Federal Reserve Chairman Ben Bernanke reiterated on Thursday his rationale for orchestrating the $30 billion bailout of Bear Stearns last month: a disorderly failure would have had severe consequences for the broader economy.
The rescue, coordinated with J.P. Morgan Chase & Co., has drawn criticism from skeptics who contend that the bank —not taxpayers —should have paid for its mistakes. They have also argued that government bailouts create “moral hazard,” that is, an incentive for the rescued company to persist in its reckless behavior.
Speaking before the Senate Committee on Banking, Housing, and Urban Affairs, Bernanke explained why Bear Stearns was, in effect, too big to fail. “Given the exceptional pressures on the global economy and financial system, the damage caused by a default by Bear Stearns could have been severe and extremely difficult to contain,” Bernanke said. “The adverse impact of a default would not have been confined to the financial system but would have been felt broadly in the real economy through its effects on asset values and credit availability.”

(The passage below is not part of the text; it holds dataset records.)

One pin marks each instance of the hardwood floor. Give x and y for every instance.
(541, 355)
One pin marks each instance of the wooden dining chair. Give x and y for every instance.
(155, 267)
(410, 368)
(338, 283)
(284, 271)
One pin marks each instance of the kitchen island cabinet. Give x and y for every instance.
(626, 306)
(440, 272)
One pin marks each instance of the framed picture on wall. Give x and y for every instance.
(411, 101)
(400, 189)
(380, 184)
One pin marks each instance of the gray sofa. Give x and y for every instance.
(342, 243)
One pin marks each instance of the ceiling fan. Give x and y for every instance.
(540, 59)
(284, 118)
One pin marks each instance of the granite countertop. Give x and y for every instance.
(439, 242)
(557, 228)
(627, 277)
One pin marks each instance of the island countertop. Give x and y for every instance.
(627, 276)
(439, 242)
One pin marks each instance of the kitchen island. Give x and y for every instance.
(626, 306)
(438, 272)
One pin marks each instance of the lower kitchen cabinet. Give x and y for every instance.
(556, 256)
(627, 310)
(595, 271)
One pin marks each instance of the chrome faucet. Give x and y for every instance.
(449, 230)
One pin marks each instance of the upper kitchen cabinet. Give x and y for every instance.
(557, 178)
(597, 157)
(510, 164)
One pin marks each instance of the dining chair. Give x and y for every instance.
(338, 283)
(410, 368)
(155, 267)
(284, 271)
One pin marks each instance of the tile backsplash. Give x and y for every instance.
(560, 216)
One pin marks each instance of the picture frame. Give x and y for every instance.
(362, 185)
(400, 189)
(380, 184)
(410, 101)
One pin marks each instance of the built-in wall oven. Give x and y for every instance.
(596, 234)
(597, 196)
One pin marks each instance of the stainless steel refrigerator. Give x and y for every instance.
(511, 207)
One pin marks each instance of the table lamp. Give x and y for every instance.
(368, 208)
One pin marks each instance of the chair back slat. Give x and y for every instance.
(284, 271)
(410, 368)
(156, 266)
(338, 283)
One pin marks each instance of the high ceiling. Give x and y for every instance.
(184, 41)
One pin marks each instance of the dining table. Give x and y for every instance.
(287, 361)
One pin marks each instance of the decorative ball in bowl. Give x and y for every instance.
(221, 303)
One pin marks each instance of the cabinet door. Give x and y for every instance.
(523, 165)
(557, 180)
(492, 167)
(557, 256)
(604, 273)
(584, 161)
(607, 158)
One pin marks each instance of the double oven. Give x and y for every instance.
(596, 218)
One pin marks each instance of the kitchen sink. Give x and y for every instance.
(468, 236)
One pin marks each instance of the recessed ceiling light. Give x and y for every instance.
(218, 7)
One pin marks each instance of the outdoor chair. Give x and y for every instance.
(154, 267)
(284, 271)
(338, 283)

Bernanke also gave a downbeat assessment of the economy, noting that, despite some improvements, financial markets remain under “considerable stress.” He said the stressors include the recent scarcity of credit, the hefty losses facing banks, and failures in nonconforming mortgages and other underlying risks in securitization markets. Further, he acknowledged that the near-term economic outlook was bleaker than projected at the end of January and that inflation remained a concern.
Defending the board’s recent moves to inject more liquidity into the financial markets and aggressively slashing interest rates, he suggested that the worst might be over. “Clearly, the U.S. economy is going through a very difficult period,” Bernanke said. “Much necessary economic and financial adjustment has already taken place, and monetary and fiscal policiesÂshould support a return to growth in the second half of this year and next year.”
Bernanke was joined by Christopher Cox, chairman of Securities and Exchange Commission, who argued that Congress should act to improve oversight of investment bank liquidity. He said that the SEC’s responsibility for regulating investment banks focuses primarily on ensuring that those firms can survive for at least a year without unsecured funding.
Also testifying before the committee was Treasury Undersecretary Robert Steel, who maintained that the regulators handled the Bear Stearns situation correctly. “The Treasury Department supports the actions taken by the Federal Reserve Bank of New York and the Federal Reserve,” Steel said. “We believe the agreements reached were necessary and appropriate to maintain stability in our financial system during this critical time.”